The body’s still warm. Damn boys. Turned it into a mushy pulp. Welts and bruises, too much. The boys went a bit too far with that. The color has become that of a sick eggplant. And the body is still warm. No visible puncture wounds nor traces of bullet entry, though. Good. No blood. Good. My boys learn fast. Blood happens when the head is hit, so that area is generally avoided.

Hands not bound. Neither are the feet. Good. Bound, hah! That happens only in movies. Fingers and toes, though, are obviously broken from the way each digit points to a different direction. The right kneecap has grown to thrice its size. That looks broken, too. Or smashed, whichever came first. One can’t tell really which came first if things happen fast.

And that’s the whole point. Fast.

The face is noticeably intact. No black eye. No broken nose. No busted lip. No blood. Good. Except for the faint trace of a grimace, as if in disturbed sleep.

Another one today and it isn’t even 3 a.m. The one last night was done at the crack of dawn. And the one the day before that had to be finished by midnight.

The boys have become ingenious at this. Yes, there are creative ways to do it. But those guys really hit the jackpot with the idea of taping a piece of paper on the bodies, saying “I am a thief, don’t do what I do or you’ll end up this way, too.” The boys change the script from time to time. There was a “I’m a highway robber. I get on a bus and hostage all the passengers till I get everything I can and jump off. Please don’t copy me or this is how you’ll end up.”

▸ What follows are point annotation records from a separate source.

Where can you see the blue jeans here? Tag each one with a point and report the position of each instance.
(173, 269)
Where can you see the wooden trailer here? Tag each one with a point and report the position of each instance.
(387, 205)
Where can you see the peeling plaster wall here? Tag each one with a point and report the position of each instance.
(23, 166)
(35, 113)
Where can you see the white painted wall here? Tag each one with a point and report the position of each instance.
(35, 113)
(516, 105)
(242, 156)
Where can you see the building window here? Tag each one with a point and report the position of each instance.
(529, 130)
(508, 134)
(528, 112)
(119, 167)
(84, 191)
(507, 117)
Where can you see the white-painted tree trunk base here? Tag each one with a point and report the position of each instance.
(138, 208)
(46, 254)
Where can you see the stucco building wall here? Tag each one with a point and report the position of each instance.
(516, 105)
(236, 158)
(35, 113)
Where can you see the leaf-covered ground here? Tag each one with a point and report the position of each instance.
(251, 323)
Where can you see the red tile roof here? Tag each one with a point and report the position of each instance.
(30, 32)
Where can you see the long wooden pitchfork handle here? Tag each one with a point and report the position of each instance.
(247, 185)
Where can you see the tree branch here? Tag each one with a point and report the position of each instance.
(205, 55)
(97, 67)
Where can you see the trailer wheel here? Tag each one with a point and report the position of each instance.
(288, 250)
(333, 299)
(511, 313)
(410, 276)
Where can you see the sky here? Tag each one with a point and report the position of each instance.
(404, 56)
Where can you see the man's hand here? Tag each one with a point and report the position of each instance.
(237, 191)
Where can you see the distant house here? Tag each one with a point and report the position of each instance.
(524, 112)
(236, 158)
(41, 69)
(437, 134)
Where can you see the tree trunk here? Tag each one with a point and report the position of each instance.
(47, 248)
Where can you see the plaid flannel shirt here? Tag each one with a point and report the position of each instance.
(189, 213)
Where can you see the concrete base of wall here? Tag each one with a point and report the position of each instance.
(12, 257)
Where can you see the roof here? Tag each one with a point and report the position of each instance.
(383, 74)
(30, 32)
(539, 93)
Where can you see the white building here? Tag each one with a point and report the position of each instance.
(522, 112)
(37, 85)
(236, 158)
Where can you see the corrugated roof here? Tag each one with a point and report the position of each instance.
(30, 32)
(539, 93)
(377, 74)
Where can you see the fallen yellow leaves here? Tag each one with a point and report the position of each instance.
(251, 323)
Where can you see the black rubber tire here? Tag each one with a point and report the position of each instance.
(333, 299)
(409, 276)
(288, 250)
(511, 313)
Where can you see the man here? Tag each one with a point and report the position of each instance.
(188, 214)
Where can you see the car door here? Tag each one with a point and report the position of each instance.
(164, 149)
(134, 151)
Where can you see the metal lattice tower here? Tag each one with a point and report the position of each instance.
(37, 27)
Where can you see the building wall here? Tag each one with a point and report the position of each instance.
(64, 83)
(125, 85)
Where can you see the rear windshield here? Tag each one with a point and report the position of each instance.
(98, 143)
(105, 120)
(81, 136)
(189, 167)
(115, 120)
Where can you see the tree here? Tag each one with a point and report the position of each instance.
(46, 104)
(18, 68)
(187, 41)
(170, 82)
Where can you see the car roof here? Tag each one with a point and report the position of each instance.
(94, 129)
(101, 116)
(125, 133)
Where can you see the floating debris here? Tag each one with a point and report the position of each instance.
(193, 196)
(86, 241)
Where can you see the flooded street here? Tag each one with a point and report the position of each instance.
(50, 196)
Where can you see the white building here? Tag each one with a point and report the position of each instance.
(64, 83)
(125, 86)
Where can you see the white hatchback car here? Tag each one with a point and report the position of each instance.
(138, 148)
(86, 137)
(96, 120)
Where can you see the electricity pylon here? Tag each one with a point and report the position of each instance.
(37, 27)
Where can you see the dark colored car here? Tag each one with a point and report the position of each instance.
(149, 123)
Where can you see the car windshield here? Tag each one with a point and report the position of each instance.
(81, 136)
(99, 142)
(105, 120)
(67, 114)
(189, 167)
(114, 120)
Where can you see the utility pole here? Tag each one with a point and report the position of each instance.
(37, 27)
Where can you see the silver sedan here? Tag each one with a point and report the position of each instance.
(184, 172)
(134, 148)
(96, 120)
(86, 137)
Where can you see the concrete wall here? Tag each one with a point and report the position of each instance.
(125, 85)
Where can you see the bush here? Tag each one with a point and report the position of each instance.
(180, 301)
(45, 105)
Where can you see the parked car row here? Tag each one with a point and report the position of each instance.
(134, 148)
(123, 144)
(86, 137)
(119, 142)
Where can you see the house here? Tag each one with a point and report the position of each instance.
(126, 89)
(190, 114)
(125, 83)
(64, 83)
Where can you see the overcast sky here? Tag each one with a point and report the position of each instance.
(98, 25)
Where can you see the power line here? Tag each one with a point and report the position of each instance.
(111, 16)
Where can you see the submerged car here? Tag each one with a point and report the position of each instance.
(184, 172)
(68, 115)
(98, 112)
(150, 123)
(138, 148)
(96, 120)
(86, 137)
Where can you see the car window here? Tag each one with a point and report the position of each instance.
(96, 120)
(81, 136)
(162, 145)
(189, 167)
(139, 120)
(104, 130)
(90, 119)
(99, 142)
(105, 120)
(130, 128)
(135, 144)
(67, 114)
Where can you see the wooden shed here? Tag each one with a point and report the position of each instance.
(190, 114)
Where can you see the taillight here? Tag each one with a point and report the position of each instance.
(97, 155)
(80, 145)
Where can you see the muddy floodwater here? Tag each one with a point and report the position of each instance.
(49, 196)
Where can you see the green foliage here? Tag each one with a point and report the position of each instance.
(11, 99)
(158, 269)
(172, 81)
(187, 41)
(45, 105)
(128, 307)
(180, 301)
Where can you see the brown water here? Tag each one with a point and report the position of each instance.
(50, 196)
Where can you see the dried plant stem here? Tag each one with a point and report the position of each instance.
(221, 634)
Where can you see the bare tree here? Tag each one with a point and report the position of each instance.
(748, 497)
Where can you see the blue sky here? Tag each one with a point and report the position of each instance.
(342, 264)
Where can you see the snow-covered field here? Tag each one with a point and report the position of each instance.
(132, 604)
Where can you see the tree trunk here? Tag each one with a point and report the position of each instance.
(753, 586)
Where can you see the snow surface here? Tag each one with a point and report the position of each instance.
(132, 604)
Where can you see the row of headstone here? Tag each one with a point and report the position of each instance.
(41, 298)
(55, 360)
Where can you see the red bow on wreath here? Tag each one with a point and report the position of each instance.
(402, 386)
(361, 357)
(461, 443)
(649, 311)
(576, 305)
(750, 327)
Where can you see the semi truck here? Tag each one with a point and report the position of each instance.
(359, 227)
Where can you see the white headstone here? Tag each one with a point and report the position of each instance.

Maybe next time, the boys will have to put the bodies in boxes before leaving them on the streets. This is why commuters and pedestrians that pass this way are safer now. No more pickpockets. No more snatchers. No more holduppers. All done away with. For now, at least. There will always be new ones. Always. Those bastards! They make society sicker than it already is.

Now, crime rate has gone down 48 percent. And the figures are accurate, too. I use the word figure, not statistics. Because stats are doctored lies. They only make one look good. I don’t need statistics. I’m not after looking good with PowerPoint presentations at conferences.

I’m only concerned with the people. They thank me, of course, for safer streets – night and day. That is what counts. Safety. Public safety.

Me and the boys, we do what we have to do. Because if we don’t, the criminals we nab, the courts just let go. Can’t keep on doing that over and over again. What do they think of us? Not busy? We have tons of work to do!

That police station commander of the year award is surely mine this year.


Tuesday, June 10, 2008

Heroes Necessitate the Opposite












There are 12,000 Wanted Persons in the Philippines today. These are the top crop among the fiercest criminals in the country.

Everyday, the courts hand 500 warrants of arrest for law enforcers to serve.

They say the Philippines badly needs heroes. But it is the existence of these templates of ideals that produce failures.


Goodness shouldn't be put on a pedestal. It should be the norm.


The day that the hero doesn't need to exist anymore is the day the criminal won't either.